When More Advanced Corrections Matter
In upper-level chemistry, chemists sometimes replace concentration with activity, especially in solutions with substantial ionic strength. At higher concentrations, electrostatic interactions among ions can make the “effective concentration” differ from the actual molarity. For a straightforward 1.0 × 10-2 M NaOH homework problem, you generally do not need to consider activity coefficients. But if you are studying analytical chemistry, environmental chemistry, or physical chemistry, you may eventually see pH calculations that are more nuanced than the introductory model used here.

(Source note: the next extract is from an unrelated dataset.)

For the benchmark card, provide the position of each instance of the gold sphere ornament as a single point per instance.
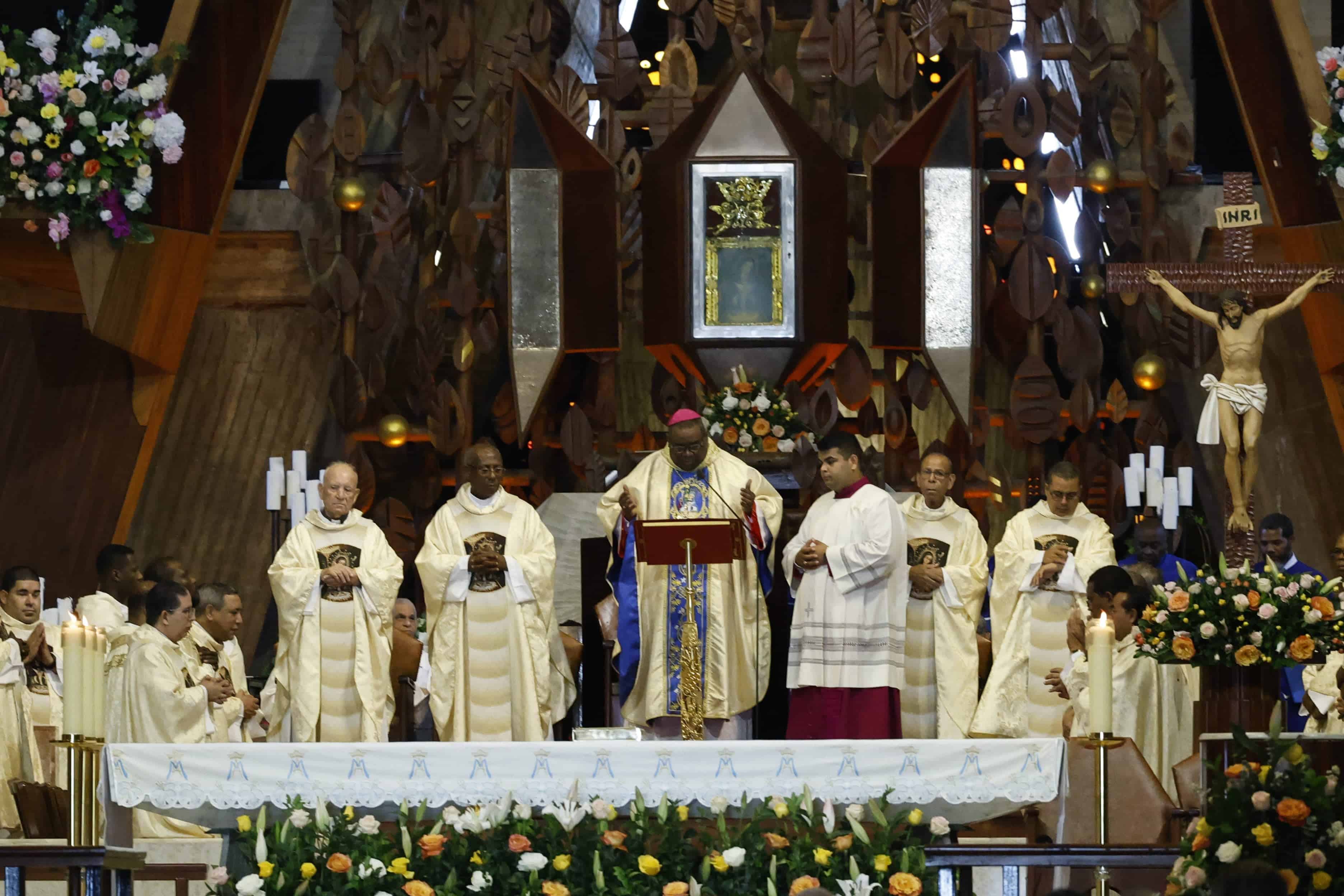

Temperature can also matter. The ionic product of water, Kw, changes with temperature, so the sum pH + pOH is not always exactly 14.00. Still, unless the problem states otherwise, 25°C is assumed and 14.00 is used. That is why the calculator above includes a custom total option, but defaults to 14.00 for standard textbook work.
Fast Mental Shortcut for This Problem
You can solve many strong-base pH questions mentally if the concentration is a power of ten:
- NaOH concentration = 1.0 × 10-2 M
- Therefore [OH–] = 10-2 M
- So pOH = 2
- Therefore pH = 12
This shortcut works beautifully for common classroom examples such as 10-1, 10-2, 10-3, and 10-4 molar strong base solutions.
Authoritative References for pH, Water Chemistry, and Chemical Safety
For readers who want academically credible background, these resources are useful:
- U.S. Environmental Protection Agency: pH basics and environmental significance
- LibreTexts Chemistry: university-level chemistry explanations
- NIH PubChem: sodium hydroxide compound data and safety information
Bottom Line
If you need to calculate the pH of a 1.0 × 10-2 M solution of NaOH, the process is simple because NaOH is a strong base. It dissociates completely, so the hydroxide concentration is 1.0 × 10-2 M. Taking the negative logarithm gives a pOH of 2.00. Using the 25°C relation pH + pOH = 14.00, the final pH is 12.00. This result is the standard answer for textbook and exam settings, and it matches the chemistry shown in the interactive calculator on this page.